By default, the tree is grown using the RSS criterion, and cost-complexity pruning with 10-fold cross validation is performed. The OUTPUT statement requests generation of the data set hpsplout, which contains the predicted salary from the tree model for each observation.

Much of the output for a regression tree is identical to the output for a classification tree. Tables and plots where there are differences are displayed and discussed on the following pages.

Output 16.3.1 displays the full regression tree.

Output 16.3.1: Overview Diagram of Regression Tree

Overview Diagram of Regression Tree

You can see from this diagram that the final selected tree has eight leaves. For a regression tree, the shade of the leaves represents the predicted response value, which is the average observed logSalary for the observations in that leaf. Node 3 has the lowest predicted response value, indicated by the lightest shade of blue, and Node A has the highest, indicated by the dark shade.

Output 16.3.2 shows details of the tree.

Output 16.3.2: Detailed Diagram of Regression Tree

Detailed Diagram of Regression Tree

As with a classification tree, you can see split variables and values for a portion of the tree in this view. You can also see the exact predicted response value, which is the average observed response, in each node.

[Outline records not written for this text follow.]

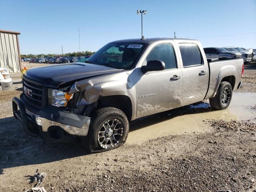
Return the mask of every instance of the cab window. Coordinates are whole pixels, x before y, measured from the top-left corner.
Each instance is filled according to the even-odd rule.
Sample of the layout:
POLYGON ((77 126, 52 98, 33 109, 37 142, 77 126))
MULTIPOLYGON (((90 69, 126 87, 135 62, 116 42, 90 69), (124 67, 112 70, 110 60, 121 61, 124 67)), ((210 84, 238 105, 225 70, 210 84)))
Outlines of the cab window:
POLYGON ((163 61, 165 64, 165 69, 177 68, 173 47, 169 43, 160 44, 154 47, 147 57, 145 64, 152 60, 163 61))
POLYGON ((182 43, 179 45, 183 67, 201 65, 203 58, 198 47, 194 43, 182 43))

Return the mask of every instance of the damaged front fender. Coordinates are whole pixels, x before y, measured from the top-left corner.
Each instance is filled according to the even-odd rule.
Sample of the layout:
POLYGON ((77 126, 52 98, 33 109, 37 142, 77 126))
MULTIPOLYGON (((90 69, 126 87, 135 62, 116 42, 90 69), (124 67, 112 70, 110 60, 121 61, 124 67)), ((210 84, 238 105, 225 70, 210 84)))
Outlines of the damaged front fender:
POLYGON ((69 94, 80 93, 77 105, 88 105, 96 103, 100 97, 125 95, 130 98, 132 108, 132 119, 136 118, 136 79, 132 71, 122 71, 94 77, 76 82, 69 94))

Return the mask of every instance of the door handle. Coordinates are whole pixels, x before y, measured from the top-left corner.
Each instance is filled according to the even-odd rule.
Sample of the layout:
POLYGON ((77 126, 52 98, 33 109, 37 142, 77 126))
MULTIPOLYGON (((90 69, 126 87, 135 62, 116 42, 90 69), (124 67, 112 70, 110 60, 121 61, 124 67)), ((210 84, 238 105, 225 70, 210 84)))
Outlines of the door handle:
POLYGON ((173 81, 176 81, 178 79, 180 79, 180 76, 178 76, 176 75, 174 75, 171 78, 170 80, 172 80, 173 81))
POLYGON ((204 71, 201 71, 201 72, 199 73, 199 76, 202 76, 205 75, 207 72, 204 71))

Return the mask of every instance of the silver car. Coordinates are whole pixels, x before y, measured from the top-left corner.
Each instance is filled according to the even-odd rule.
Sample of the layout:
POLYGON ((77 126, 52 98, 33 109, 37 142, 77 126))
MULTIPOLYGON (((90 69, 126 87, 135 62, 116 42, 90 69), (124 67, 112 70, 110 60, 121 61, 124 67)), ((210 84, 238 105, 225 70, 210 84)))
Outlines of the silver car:
POLYGON ((234 47, 235 49, 242 53, 242 58, 245 63, 250 63, 252 61, 252 53, 243 50, 240 47, 234 47))
POLYGON ((138 118, 206 99, 214 109, 228 108, 241 85, 244 61, 213 60, 197 40, 111 42, 86 63, 27 71, 13 114, 28 134, 46 141, 78 137, 90 152, 113 149, 138 118))
POLYGON ((220 47, 204 48, 206 57, 218 58, 220 60, 241 58, 242 54, 238 52, 230 51, 220 47))

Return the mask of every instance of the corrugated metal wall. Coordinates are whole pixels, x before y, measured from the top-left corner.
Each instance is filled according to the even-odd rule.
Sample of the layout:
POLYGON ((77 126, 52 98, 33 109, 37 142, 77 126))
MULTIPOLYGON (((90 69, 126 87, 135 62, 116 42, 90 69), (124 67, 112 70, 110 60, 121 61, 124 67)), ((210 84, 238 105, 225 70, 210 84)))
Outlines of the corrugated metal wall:
POLYGON ((17 35, 0 32, 0 67, 20 72, 17 35))

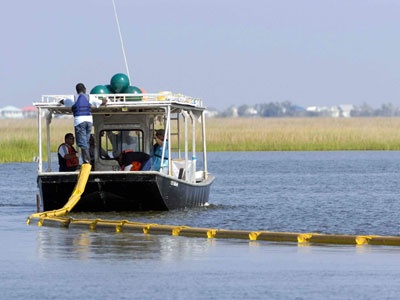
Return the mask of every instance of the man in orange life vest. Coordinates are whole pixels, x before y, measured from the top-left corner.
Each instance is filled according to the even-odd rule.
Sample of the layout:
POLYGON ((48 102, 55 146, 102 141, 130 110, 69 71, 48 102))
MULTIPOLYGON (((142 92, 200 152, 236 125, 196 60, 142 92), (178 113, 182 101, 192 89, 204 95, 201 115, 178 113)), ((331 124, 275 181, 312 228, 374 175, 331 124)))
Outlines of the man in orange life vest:
POLYGON ((67 133, 64 137, 64 143, 58 147, 58 164, 60 172, 76 171, 79 166, 79 154, 72 146, 75 142, 74 135, 67 133))

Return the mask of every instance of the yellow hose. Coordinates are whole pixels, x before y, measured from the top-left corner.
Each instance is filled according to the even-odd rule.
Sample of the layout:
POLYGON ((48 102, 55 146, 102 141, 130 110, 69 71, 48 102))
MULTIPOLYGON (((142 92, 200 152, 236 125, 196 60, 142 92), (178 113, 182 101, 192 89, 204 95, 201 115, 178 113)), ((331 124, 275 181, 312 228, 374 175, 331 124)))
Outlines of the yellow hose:
POLYGON ((31 214, 28 217, 26 223, 29 224, 32 218, 41 219, 43 217, 60 217, 68 214, 81 199, 81 195, 85 191, 86 183, 89 178, 91 169, 91 164, 82 164, 81 170, 78 174, 78 182, 76 183, 75 188, 68 199, 68 202, 62 208, 31 214))

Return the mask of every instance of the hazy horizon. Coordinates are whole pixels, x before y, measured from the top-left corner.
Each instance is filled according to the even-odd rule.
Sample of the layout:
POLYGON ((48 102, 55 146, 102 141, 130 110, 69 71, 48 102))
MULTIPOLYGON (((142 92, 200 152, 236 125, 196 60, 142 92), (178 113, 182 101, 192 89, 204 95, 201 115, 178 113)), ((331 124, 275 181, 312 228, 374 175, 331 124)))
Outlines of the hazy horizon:
POLYGON ((207 107, 400 105, 394 0, 7 1, 0 107, 128 73, 207 107))

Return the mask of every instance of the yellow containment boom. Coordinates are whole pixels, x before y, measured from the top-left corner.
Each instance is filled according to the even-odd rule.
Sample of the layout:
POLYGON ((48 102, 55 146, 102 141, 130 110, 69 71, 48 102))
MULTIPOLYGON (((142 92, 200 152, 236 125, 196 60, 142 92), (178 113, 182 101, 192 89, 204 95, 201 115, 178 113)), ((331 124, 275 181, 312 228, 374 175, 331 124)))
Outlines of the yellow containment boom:
POLYGON ((101 219, 73 219, 65 217, 78 203, 83 194, 89 178, 90 164, 83 164, 78 175, 78 182, 71 197, 63 208, 34 213, 29 216, 27 224, 32 218, 38 218, 38 226, 47 224, 60 224, 62 227, 88 226, 90 230, 100 228, 115 228, 117 233, 133 232, 144 234, 167 234, 186 237, 203 238, 233 238, 249 241, 293 242, 299 245, 312 244, 347 244, 347 245, 386 245, 400 246, 400 236, 378 235, 341 235, 300 232, 272 232, 272 231, 246 231, 226 230, 217 228, 192 228, 189 226, 159 225, 128 220, 101 220, 101 219), (44 224, 45 223, 45 224, 44 224))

The confusion matrix is omitted from the output when you are modeling a regression tree because it is relevant only for a categorical response.

Output 16.3.3 displays fit statistics for the final regression tree.

Output 16.3.3: Regression Tree Performance

The HPSPLIT Procedure

Model-Based Fit Statistics
for Selected Tree
8 0.1443 37.9587

Note that this table contains different statistics from those included for a classification tree. The ASE and RSS are reported here to help you assess the model fit. You could also use the CVMODELFIT option in the PROC HPSPLIT statement to obtain the cross validated fit statistics, as with a classification tree.

Output 16.3.4 shows the hpsplout data set that is created by using the OUTPUT statement and contains the first 10 observations of the predicted log-transformed salaries for each player in Sashelp.Baseball based on the regression tree model.

Output 16.3.4: Scored Predictor Data Set

Obs logSalary _Node_ _Leaf_ P_logSalary
1 . 3 0 4.56042
2 6.16331 11 5 6.08107
3 6.17379 9 3 6.41796
4 6.21461 13 6 6.60314
5 4.51634 3 0 4.56042
6 6.62007 13 6 6.60314
7 4.24850 3 0 4.56042
8 4.60517 3 0 4.56042
9 4.31749 3 0 4.56042
10 7.00307 10 4 7.02886

The variable P_logSalary contains the predicted salaries on the log scale. Note that all observations in the same leaf have the same predicted response. The OUT= data set can contain additional variables from the DATA= data set if you specify them in the ID statement.